Another good option is finding a good sharpening service in your area. Often you can get lathe tools sharpened for around $3 each. My personal preference is to stick to woodworking and leave the sharpening up to the experts.


----------



## Daren (Oct 14, 2006)

Ken Johnson said:


> Another good option is finding a good sharpening service in your area. Often you can get lathe tools sharpened for around $3 each. My personal preference is to stick to woodworking and leave the sharpening up to the experts.
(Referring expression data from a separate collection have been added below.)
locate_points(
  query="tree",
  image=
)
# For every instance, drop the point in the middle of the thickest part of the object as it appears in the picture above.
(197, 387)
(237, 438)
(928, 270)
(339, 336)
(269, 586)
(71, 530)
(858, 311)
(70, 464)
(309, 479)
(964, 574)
, Ken quit putting crazy ideas into these guy heads . Oh hey, I run a sharpening service :laughing:. Good advise.


----------



## john lucas (Sep 18, 2007)

http://www.woodturner.org/products/videos/
Here is where you can find the video I was talking about. Sharp tools are necessary for turning and I sharpen often. sometimes several times on one project. Sending tools out for sharpening simply won't work. 
When I first started turning I didn't know you had to sharpen the tools. I turned a lot of projects without sharpening. they had no fine details and required tremendous amounts of sanding. Sharp tools are a necessity.


----------



## eazis1 (Dec 17, 2007)

Thanks, i'll check out the tape. I'll also check with a local sharpener she if he does volume sharpening


----------



## natemclain (Dec 11, 2007)

*Wolverine Sharpening Jig*

One of the guys in the woodworking shop at the local college is a lathe guy. He bought the Wolverine Sharpening setup for his lathe tools.
I thought it looked dangerous, but after seeing it run it seems fine. Just as long as you keep the lathe tool above center on the stone...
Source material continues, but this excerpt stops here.